JPMorgan’s index, covering 19 markets, is the leading benchmark for emerging market LCY government bonds and is closely watched by global investors.
If included, the Philippines would hold an estimated one-percent share of the index.
“Inclusion is expected to broaden foreign investor participation in the economy’s LCY bond market, which in turn could enhance market liquidity, reduce government borrowing costs, and unlock additional funding sources for public services and infrastructure,” the Manila-based multilateral lender earlier said.
Last month, Almanza said the government is overhauling its bond pricing conventions to match global standards in anticipation of securing a one-percent share in the influential index. Such a move is expected to trigger billions of pesos in foreign inflows.
Almanza said that the Philippines could attract more than $2 billion, or approximately ₱114 billion, in additional foreign investment with the expected one-percent weighting in the index. This is on top of the current inflows the Philippines has been receiving from foreign investors.
For 2026, the government is targeting ₱627.1 billion from foreign sources, while the larger share of ₱2.05 trillion will be sourced from domestic creditors.

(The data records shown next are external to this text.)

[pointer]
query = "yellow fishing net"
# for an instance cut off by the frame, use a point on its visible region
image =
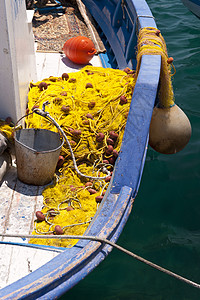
(151, 42)
(91, 106)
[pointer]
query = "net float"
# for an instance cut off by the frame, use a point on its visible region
(79, 49)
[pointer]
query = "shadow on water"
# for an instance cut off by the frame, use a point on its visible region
(164, 226)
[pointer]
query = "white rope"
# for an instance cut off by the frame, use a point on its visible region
(102, 240)
(46, 115)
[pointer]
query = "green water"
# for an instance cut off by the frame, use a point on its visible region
(164, 226)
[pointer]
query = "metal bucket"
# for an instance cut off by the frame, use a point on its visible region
(37, 153)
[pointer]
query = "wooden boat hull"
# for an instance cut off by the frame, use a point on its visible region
(69, 267)
(193, 6)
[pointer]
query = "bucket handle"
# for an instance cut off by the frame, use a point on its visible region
(43, 114)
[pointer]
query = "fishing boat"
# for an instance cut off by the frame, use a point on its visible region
(38, 271)
(193, 6)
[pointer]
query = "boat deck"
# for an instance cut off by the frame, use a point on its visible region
(19, 201)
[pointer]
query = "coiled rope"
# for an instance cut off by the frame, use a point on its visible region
(46, 115)
(106, 241)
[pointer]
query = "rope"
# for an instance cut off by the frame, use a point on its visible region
(47, 116)
(103, 240)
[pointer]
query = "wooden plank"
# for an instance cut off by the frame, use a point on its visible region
(54, 64)
(18, 203)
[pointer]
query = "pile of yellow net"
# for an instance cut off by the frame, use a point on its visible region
(91, 106)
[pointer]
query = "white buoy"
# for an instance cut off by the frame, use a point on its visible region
(170, 130)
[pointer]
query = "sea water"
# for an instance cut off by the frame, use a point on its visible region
(164, 226)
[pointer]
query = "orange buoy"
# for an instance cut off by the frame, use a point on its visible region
(79, 49)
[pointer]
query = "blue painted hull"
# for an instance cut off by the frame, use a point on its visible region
(193, 6)
(118, 28)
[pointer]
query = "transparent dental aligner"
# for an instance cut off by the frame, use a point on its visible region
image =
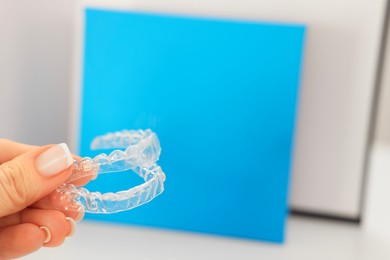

Recall that the government’s total debt climbed to a fresh high of ₱18.13 trillion in January, as the Marcos administration frontloaded its borrowing program to lock in lower interest rates before global market conditions tighten.
Debt levels are also projected to exceed ₱19 trillion by the end of 2026, growing 7.3 percent from the end-2025 debt of ₱17.71 trillion.
The government plans to fund 80 percent of its borrowing domestically through treasury bills and bonds, and 20 percent externally, relying on local banks with ample liquidity while limiting foreign exchange (forex) risks.